Aceleyle ayağa kalktı, onun önünde zayıf görünmek istemediği için sakin görünmeye çalışıyordu. Tam zamanında, Yurixion kışlaya girdi ve Max revirden sessizce ayrıldı.

Öğle saatlerinde müttefik kuvvetler yeniden kuşatmaya başladılar. Sağır edici seslerin arasında birkaç saat zar zor uyudu ve mancınığı devralma sırası gelince gitmek için asker yığınlarının arasından ilerledi. Yüksek taş duvarın tepesindeki askerlere katılmak için duvarın kenarında duran merdivene doğru yürüdü ve dikkatlice tırmandı.

Daha sonra mancınığın yanında duran Armin'e doğru yürüdü.

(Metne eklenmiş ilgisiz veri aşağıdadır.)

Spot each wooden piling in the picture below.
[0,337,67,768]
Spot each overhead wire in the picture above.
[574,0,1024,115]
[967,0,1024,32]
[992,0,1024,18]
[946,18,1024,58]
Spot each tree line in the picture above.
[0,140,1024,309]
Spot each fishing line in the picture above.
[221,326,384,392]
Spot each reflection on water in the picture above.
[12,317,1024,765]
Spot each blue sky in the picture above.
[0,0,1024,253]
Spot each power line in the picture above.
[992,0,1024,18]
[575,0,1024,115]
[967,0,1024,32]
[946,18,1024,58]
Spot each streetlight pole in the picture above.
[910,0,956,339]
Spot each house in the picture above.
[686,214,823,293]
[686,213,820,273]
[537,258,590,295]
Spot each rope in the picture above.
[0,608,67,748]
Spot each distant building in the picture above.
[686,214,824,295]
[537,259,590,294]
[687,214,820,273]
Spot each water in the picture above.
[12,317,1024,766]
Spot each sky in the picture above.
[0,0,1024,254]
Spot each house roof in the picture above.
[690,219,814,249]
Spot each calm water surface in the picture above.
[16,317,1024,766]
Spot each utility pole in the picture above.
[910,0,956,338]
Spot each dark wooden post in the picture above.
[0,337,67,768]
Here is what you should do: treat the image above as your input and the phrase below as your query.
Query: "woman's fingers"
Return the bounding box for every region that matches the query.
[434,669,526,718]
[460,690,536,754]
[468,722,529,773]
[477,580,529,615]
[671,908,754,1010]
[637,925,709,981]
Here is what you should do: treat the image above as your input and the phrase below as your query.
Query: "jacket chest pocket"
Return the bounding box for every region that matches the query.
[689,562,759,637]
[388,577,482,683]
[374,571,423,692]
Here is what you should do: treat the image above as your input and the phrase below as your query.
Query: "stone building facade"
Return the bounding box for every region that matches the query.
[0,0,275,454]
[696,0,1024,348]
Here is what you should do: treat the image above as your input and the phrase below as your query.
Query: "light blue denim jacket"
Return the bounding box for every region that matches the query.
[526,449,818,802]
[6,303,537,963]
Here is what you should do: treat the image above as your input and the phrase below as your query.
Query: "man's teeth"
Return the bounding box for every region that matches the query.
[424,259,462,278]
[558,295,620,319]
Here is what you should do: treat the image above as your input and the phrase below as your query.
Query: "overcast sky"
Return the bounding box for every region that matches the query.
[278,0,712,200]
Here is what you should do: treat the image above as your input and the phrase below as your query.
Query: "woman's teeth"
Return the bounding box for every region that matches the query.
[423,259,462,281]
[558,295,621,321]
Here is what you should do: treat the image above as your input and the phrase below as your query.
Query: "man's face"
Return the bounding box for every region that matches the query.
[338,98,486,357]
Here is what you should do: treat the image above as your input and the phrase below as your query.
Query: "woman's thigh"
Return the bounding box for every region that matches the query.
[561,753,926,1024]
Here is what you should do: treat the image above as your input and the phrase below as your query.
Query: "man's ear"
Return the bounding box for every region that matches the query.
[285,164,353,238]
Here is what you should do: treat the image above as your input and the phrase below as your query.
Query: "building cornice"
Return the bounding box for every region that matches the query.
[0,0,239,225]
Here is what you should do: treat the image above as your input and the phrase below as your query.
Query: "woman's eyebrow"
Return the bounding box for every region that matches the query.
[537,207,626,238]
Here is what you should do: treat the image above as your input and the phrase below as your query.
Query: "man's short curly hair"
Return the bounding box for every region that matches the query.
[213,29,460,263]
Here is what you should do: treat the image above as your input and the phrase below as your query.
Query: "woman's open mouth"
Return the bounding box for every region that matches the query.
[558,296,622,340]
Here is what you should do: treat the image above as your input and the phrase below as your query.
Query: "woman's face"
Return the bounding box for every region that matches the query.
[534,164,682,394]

"A-Armin, şimdi sıra bende.”

"Hala iyiyim.”

“Ama sabahtan beri uyumadın.”

Mancınıktaki halatı sıkarak, "Arada bir anlığına gözlerimi kapattım." diye cevapladı dalgın dalgın.
Askerler mandalı çekerken, üç adamın zar zor kaldırabileceği kadar büyük bir taş parabolik olarak duvara doğru uçtu.

Max kulak zarlarına baskı yapan yüksek sesten dolayı kulaklarını kapattı ancak çarpmanın yüksek sesine rağmen duvarda en ufak bir çatlak dahi oluşmamıştı. Umutsuz sahneyi izledi. O anda, duvara doğru ilerleyen dört kuşatma kulesi gördü.

"Bugün... topyekün bir saldırı yapmaya mı karar verdiler?" 

"Öyle bir şey duymadım." Armin de onun kadar şaşkın görünüyordu.

Max, bir araya toplanmış askerlere daha yakından baktı.

Askerler sanki önceden hiçbir şey planlanmamış gibi mırıldanıyorlardı. Bir süre sonra, önden bir borazan sesi yankılandı. Max, bunun ilerlemenin sona ermesi için bir sinyal olduğunu düşünmüştü ancak kuşatma kulesi ilerlemeye devam etti ve ardından Arex'in askerleri geldi.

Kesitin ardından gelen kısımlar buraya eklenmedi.